Basic transformations are essentially a more advanced version of data cleaning, including features like row operations, joins, sorting, and aggregations. More advanced transformations include techniques like field decoding for data drawn from multiple sources, merging datasets for clarity and ease of use, and separating out single fields into multiple ones, such as turning addresses into different columns for street, town, zip code, state, and country.
Data preparation using Python: basic and advanced transformations
When it comes to basic transformations, you should be able to pick out ready-to-use pandas techniques for these. For example, if you have missing data to address, you could also use pandas to:
- Remove columns that have a lot of missing values, by applying the dropna() function
- Replace all your missing (NaN) values with 0 using the df.fillna(0) function. (Note that this is only appropriate if you have a small number of missing values. If you have a lot, changing the values to 0 could skew your models.)
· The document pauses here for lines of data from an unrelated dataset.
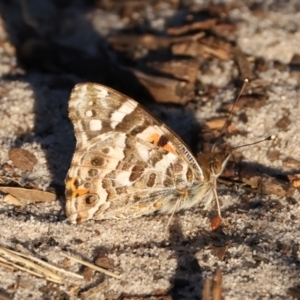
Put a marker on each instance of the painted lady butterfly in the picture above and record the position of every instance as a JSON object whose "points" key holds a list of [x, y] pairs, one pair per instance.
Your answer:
{"points": [[128, 164]]}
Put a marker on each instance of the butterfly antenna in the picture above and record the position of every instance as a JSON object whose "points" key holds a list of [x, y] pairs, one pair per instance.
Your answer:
{"points": [[246, 81]]}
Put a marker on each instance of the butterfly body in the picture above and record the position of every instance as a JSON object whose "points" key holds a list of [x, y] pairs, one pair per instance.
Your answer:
{"points": [[127, 163]]}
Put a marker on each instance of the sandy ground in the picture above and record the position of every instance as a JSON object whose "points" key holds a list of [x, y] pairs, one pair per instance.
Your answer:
{"points": [[262, 238]]}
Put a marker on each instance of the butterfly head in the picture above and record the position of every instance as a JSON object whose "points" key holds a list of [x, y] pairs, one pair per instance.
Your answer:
{"points": [[213, 163]]}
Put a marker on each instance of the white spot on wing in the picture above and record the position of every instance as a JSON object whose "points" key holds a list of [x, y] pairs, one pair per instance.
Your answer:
{"points": [[89, 113], [95, 125], [125, 109]]}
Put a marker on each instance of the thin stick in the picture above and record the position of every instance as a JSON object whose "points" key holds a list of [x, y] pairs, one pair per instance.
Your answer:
{"points": [[42, 262], [269, 138], [30, 264], [37, 274], [90, 265], [246, 81]]}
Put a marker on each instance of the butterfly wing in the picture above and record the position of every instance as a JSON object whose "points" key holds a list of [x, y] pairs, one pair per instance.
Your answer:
{"points": [[126, 163]]}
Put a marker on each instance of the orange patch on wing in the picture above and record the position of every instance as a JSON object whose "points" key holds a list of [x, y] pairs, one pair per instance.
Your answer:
{"points": [[70, 185], [154, 138], [169, 148]]}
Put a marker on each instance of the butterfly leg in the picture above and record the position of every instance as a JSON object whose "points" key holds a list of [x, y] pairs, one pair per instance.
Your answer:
{"points": [[177, 204], [218, 205]]}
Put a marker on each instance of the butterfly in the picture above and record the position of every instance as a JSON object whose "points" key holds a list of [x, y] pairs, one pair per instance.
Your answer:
{"points": [[127, 163]]}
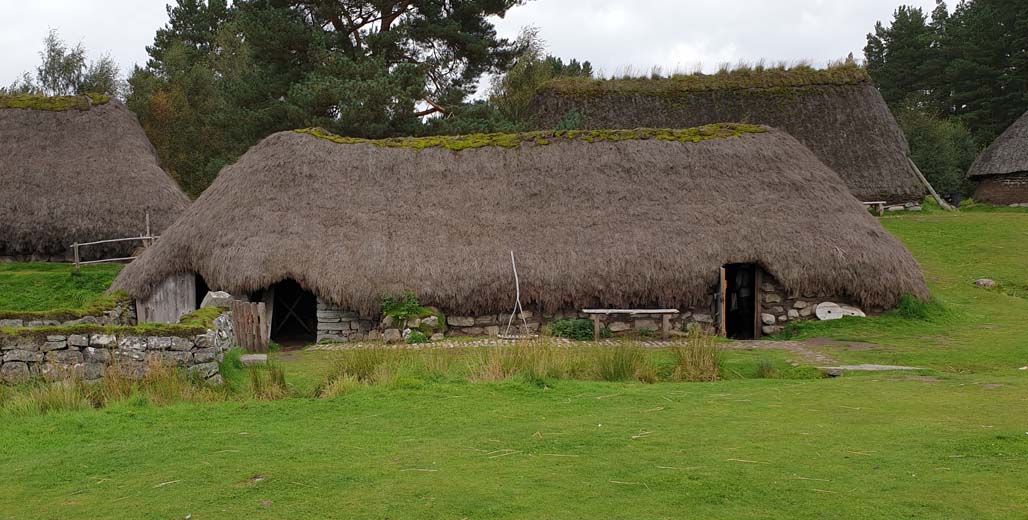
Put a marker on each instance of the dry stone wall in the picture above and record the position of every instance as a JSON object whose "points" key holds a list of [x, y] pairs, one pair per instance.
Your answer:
{"points": [[87, 356]]}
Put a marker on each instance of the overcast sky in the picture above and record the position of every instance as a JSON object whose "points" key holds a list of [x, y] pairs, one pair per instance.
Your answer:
{"points": [[612, 34]]}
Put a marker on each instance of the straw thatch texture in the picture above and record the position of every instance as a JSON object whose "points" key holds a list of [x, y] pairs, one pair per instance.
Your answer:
{"points": [[635, 222], [843, 120], [1008, 154], [79, 176]]}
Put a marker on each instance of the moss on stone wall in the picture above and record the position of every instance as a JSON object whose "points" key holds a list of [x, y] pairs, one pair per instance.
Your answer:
{"points": [[457, 143], [727, 80], [53, 103]]}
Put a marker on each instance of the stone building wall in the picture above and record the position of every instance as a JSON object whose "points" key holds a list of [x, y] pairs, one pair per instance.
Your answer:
{"points": [[87, 356], [1003, 189], [778, 306]]}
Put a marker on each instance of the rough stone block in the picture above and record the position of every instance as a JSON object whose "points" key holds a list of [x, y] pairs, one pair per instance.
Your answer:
{"points": [[158, 342], [65, 357], [53, 345], [14, 372], [94, 355], [205, 370], [181, 344], [647, 324]]}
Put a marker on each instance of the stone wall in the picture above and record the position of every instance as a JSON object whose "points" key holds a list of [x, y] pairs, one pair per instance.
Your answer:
{"points": [[122, 313], [86, 356], [1003, 189]]}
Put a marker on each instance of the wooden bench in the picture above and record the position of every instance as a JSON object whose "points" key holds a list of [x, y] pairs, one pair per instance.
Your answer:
{"points": [[664, 313], [879, 206]]}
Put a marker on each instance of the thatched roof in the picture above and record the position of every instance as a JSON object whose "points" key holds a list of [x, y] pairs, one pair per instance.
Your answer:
{"points": [[74, 171], [1007, 154], [838, 113], [595, 219]]}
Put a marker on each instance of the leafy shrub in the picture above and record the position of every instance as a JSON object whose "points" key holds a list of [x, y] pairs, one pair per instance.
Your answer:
{"points": [[698, 360], [416, 336], [572, 329], [405, 305]]}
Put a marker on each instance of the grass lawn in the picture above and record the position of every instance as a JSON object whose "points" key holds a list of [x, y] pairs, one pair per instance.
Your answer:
{"points": [[948, 443], [37, 288]]}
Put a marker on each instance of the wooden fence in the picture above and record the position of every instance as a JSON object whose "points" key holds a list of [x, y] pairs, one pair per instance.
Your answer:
{"points": [[250, 325]]}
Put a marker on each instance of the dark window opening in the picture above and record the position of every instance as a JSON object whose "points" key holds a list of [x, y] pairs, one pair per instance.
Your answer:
{"points": [[740, 301], [294, 313], [202, 290]]}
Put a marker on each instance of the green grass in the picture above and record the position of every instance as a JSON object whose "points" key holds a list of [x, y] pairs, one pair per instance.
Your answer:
{"points": [[951, 442], [967, 329], [49, 290]]}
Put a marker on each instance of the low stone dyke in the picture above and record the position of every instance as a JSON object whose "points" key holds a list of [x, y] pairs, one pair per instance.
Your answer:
{"points": [[123, 312], [86, 357], [778, 306]]}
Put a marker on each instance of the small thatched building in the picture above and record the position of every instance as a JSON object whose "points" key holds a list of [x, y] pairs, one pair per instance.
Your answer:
{"points": [[623, 219], [1000, 173], [837, 113], [77, 170]]}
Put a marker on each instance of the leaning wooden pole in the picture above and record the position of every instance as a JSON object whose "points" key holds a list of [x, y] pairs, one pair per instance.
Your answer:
{"points": [[942, 203]]}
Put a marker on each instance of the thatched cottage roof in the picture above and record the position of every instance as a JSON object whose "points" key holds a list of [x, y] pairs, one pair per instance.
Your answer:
{"points": [[617, 218], [75, 170], [1007, 154], [837, 113]]}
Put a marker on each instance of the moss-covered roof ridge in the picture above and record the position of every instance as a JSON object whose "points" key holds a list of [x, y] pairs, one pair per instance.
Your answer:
{"points": [[746, 78], [457, 143], [53, 103]]}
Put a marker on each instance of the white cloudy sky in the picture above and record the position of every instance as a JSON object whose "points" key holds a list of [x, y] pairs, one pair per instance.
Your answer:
{"points": [[612, 34]]}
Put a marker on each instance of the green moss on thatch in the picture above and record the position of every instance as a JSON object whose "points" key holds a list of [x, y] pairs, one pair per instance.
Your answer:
{"points": [[190, 325], [746, 78], [457, 143], [53, 103]]}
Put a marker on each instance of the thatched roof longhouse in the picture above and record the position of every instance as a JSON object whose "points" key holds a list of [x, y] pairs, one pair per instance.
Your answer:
{"points": [[593, 222], [837, 113], [1007, 154], [77, 170]]}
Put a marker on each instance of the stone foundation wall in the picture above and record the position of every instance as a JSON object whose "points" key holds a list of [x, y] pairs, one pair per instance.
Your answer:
{"points": [[778, 306], [87, 356], [1003, 189], [122, 313]]}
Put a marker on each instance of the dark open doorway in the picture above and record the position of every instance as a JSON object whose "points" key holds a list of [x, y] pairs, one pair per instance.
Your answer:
{"points": [[294, 314], [740, 301]]}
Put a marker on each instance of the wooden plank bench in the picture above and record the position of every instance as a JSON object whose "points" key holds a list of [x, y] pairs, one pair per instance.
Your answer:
{"points": [[664, 313], [879, 206]]}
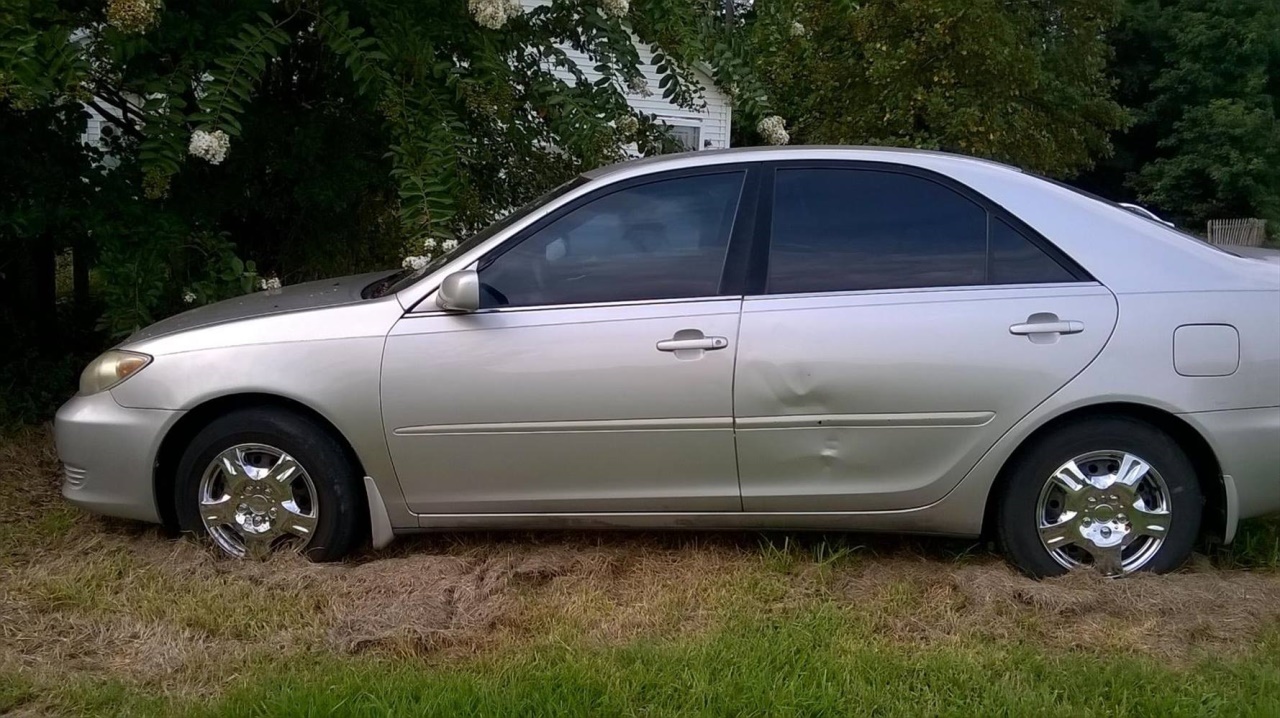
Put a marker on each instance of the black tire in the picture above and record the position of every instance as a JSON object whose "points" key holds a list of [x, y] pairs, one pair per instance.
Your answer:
{"points": [[337, 479], [1016, 521]]}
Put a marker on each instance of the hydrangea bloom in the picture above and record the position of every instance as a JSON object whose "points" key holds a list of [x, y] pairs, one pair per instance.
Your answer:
{"points": [[133, 15], [493, 13], [210, 146], [616, 8], [638, 85], [773, 129]]}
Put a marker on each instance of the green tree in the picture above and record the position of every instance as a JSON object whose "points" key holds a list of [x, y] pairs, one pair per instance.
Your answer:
{"points": [[328, 137], [1203, 81], [1022, 82], [295, 138]]}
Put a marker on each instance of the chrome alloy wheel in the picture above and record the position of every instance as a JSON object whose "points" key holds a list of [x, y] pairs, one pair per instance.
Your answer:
{"points": [[255, 498], [1110, 510]]}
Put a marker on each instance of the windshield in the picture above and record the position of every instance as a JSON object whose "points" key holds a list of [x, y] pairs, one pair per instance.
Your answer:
{"points": [[407, 277]]}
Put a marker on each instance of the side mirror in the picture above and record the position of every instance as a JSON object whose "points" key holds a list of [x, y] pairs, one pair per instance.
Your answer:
{"points": [[460, 292]]}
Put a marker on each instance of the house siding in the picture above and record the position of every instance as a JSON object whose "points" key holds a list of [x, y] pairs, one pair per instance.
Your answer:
{"points": [[713, 120]]}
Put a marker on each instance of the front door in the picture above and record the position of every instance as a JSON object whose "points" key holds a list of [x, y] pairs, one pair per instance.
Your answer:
{"points": [[597, 375], [904, 325]]}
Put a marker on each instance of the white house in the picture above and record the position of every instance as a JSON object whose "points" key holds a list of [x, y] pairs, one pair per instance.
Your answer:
{"points": [[704, 129], [698, 129]]}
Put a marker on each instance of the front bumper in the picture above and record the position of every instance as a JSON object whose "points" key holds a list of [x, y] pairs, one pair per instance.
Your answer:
{"points": [[109, 454], [1247, 444]]}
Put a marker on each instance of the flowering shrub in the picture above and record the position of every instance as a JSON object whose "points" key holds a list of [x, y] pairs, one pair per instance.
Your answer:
{"points": [[209, 146], [638, 85], [626, 126], [133, 17], [773, 129], [493, 13], [615, 8]]}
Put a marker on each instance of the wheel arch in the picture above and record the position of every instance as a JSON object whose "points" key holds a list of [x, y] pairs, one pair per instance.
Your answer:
{"points": [[1208, 470], [179, 435]]}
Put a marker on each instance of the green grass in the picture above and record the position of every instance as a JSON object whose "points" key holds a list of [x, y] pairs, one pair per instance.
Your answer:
{"points": [[1256, 545], [106, 618], [821, 661]]}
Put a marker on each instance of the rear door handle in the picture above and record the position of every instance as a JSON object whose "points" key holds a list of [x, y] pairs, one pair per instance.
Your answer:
{"points": [[1063, 327], [705, 343]]}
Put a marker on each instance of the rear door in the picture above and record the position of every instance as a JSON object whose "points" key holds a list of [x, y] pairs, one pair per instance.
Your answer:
{"points": [[899, 327]]}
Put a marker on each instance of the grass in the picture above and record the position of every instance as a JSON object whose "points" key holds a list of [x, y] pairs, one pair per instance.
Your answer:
{"points": [[112, 618]]}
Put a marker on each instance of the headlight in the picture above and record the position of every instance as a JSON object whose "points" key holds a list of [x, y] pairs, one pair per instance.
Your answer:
{"points": [[110, 369]]}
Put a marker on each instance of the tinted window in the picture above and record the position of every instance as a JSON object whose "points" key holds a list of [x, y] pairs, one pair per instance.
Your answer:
{"points": [[841, 229], [656, 241], [1015, 260]]}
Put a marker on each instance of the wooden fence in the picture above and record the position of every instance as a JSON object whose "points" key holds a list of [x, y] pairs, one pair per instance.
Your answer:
{"points": [[1238, 232]]}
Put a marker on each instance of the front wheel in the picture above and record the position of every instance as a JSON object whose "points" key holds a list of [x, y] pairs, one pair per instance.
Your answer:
{"points": [[264, 480], [1112, 493]]}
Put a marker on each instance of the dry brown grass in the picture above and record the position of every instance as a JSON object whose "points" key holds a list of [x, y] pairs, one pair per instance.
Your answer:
{"points": [[83, 597]]}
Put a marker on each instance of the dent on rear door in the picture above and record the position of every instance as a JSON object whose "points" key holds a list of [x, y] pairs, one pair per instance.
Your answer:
{"points": [[886, 399]]}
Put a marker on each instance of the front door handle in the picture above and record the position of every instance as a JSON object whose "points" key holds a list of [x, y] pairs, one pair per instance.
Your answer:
{"points": [[1066, 327], [705, 343]]}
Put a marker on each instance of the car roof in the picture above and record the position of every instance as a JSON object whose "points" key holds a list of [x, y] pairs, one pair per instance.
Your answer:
{"points": [[704, 158]]}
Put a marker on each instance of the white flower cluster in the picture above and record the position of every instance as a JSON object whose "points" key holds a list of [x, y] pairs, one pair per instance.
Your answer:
{"points": [[638, 85], [210, 146], [493, 13], [133, 15], [773, 129], [626, 126], [616, 8]]}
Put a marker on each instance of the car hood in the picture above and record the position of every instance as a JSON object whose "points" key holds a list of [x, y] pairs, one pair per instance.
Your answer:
{"points": [[297, 297], [1257, 254]]}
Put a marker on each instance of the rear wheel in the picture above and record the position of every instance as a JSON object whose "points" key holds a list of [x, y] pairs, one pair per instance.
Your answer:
{"points": [[261, 480], [1112, 493]]}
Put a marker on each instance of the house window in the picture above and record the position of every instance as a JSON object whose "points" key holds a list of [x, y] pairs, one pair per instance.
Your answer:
{"points": [[690, 136]]}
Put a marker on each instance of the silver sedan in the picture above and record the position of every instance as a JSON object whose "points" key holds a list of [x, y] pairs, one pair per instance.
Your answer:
{"points": [[791, 338]]}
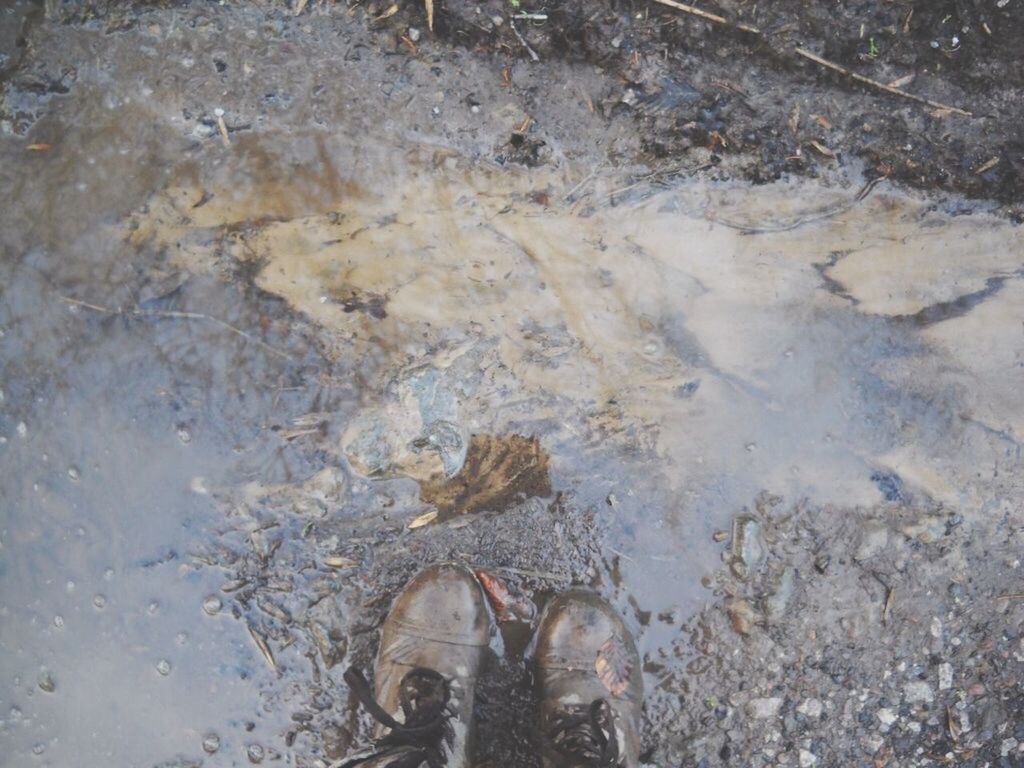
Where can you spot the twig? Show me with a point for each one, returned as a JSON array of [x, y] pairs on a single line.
[[881, 86], [166, 313], [803, 52], [532, 53]]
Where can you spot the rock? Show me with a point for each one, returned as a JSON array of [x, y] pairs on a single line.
[[945, 676], [763, 709], [927, 529], [886, 716], [872, 541], [741, 615], [416, 433], [778, 601], [919, 691], [810, 708], [748, 550]]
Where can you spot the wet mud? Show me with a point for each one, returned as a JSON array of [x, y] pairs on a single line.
[[253, 378]]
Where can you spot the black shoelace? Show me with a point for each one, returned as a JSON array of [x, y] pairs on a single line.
[[424, 695], [587, 737]]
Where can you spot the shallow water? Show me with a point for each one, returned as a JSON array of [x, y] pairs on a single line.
[[188, 339]]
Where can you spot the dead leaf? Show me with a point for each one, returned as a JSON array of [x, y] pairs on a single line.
[[340, 562], [952, 723], [424, 519], [613, 666], [822, 150], [795, 119], [900, 82], [261, 644], [507, 606], [822, 121], [499, 471]]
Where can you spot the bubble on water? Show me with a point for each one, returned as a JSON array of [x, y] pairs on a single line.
[[46, 682], [211, 742], [212, 604]]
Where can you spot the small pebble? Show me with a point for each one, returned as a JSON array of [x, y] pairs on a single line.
[[212, 605], [211, 742], [46, 682]]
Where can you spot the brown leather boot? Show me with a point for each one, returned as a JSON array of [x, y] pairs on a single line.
[[587, 721], [432, 647]]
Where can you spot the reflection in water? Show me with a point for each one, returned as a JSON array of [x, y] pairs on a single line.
[[308, 309]]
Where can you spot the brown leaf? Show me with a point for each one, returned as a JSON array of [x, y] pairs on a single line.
[[424, 519], [821, 148], [507, 606], [613, 666], [340, 562], [499, 471]]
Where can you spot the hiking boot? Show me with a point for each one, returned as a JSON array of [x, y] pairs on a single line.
[[587, 723], [432, 647]]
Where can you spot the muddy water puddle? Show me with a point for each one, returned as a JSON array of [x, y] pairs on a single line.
[[225, 402]]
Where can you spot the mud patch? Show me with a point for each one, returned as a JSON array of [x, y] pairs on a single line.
[[499, 471]]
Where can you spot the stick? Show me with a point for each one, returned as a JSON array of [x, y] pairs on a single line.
[[881, 86], [532, 53], [137, 312], [803, 52]]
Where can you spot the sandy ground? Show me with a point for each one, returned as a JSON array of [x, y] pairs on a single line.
[[272, 291]]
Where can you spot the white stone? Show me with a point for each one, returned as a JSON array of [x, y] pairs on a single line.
[[919, 691], [762, 709], [886, 716], [945, 676], [810, 708]]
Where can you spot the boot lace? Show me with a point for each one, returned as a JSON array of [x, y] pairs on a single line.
[[424, 695], [588, 736]]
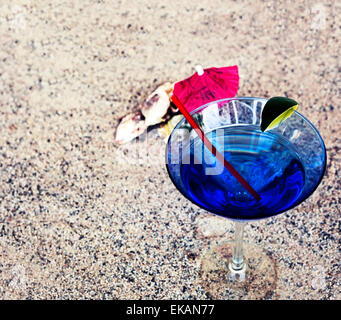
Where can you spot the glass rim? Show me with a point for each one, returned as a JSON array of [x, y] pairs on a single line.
[[250, 98]]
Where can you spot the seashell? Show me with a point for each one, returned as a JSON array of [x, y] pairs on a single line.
[[156, 110]]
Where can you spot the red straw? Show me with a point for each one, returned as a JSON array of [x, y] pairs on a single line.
[[212, 148]]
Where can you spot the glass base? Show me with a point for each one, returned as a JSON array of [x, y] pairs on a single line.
[[256, 280]]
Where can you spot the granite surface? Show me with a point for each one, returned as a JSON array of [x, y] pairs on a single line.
[[82, 218]]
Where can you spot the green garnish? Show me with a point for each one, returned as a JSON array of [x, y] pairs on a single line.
[[275, 111]]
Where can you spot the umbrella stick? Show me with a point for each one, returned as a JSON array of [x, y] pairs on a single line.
[[213, 149]]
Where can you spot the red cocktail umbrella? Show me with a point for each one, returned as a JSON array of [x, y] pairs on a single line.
[[203, 87]]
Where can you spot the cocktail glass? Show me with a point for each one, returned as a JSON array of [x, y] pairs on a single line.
[[284, 165]]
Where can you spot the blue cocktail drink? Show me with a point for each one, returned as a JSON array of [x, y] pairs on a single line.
[[268, 162], [284, 165]]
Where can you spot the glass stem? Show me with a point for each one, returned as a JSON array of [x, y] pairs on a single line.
[[238, 258]]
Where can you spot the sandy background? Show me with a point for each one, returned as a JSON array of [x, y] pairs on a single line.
[[75, 221]]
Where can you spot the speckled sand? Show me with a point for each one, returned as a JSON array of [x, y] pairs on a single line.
[[78, 223]]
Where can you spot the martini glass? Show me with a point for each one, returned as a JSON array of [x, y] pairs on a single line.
[[284, 165]]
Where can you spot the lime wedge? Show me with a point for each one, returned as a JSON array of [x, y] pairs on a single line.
[[275, 111]]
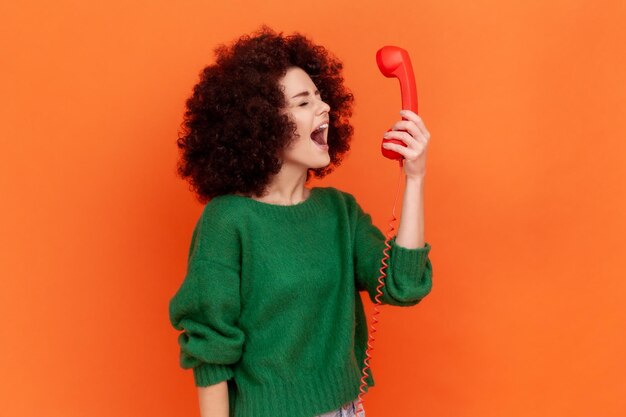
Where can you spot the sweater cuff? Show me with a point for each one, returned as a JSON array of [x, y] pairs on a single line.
[[409, 261], [210, 373]]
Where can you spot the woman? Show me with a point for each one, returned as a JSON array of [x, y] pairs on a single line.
[[273, 323]]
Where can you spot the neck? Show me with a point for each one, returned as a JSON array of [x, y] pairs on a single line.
[[287, 187]]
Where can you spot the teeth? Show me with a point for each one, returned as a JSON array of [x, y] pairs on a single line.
[[323, 126]]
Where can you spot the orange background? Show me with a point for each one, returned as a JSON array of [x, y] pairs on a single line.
[[524, 199]]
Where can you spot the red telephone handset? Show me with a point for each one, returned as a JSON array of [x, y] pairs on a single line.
[[392, 62], [395, 62]]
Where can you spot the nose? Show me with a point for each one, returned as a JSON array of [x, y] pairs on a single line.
[[323, 107]]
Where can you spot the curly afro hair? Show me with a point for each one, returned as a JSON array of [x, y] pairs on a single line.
[[233, 130]]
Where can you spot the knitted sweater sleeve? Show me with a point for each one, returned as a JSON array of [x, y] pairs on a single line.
[[409, 271], [206, 306]]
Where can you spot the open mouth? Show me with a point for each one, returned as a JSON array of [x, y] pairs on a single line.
[[318, 136]]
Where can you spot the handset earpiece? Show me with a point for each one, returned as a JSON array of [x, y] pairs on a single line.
[[394, 61]]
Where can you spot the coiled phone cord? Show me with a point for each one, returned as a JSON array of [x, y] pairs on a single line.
[[381, 281]]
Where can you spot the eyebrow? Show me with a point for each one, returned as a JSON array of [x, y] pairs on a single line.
[[304, 93]]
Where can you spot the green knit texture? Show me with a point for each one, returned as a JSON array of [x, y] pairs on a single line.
[[271, 300]]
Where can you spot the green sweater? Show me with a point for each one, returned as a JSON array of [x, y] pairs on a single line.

- Creating a mean, median, or mode attribute for the missing columns
- Imputing the missing values of the attribute using linear regression
- Clustering the dataset and then using inter-cluster regression to fill in the missing values.
Other types of basic transformation include removing duplicate values, and mapping values to standardized formats, e.g., changing “male” and “female” to “M” and “F”.
When choosing more advanced transformations with Python, it’s important to look ahead to what you’re preparing this data to do in the resulting machine learning models.
Some examples include:
- If you expect to perform logistic regression, linear regression, or linear discriminate analysis, you may want to consider standardizing the data. A useful tool for this is the StandardScalertool from the scikit-learn.preprocessing library.
- If you intend to use the data for regression, neural networks, algorithms that use distance measures, e.g. K-Nearest Neighbors, or optimization algorithms like gradient descent, you might rescale the data.
We explain how to apply these (and other) transformations using Python in more depth in this blog post.
Now it’s time to load your transformed data into your target database, ready to be used for ML (or other) purposes. This makes it imperative that your chosen ETL tool supports connectors for whatever database you are using, be that MS SQL, Oracle, Snowflake, or so on.
If you’ve tackled the extraction and transformation steps correctly, this should go relatively smoothly. That said, you still need to choose whether to load the data all at once (which takes longer but means you’ll have all the data you need to work with at the same time) or to do it in stages (handy if you’re dealing with real-time data or constantly updated datasets).
Make sure, too, that you set aside some time for load verification. That means quality checking your datasets to ensure it’s all labeled right and no pesky errors or inconsistencies have snuck through.
Getting the right tools for data preparation using Python
There are a whole bunch of Python-specific libraries and tools out there that can make this easier. We’ve mentioned pandas and the machine-learning-focused SKLearn, but there are also purpose-built ETL tools like PETL, Bonobo, Luigi, Odo, and Mara.
However, it’s also important to look at the bigger picture. How will these tools, or the databases they feed into, connect with your machine learning platform? Can you cut out the need for a separate tool by choosing a data science platform that automates connections to external data sets, right from the start? One that, perhaps, is designed to interface with Python SDK?
ETL and data preparation comprise just one stage of the complete data pipeline. For best results, you need to consider how the whole process will fit together, right from preparation to deployment.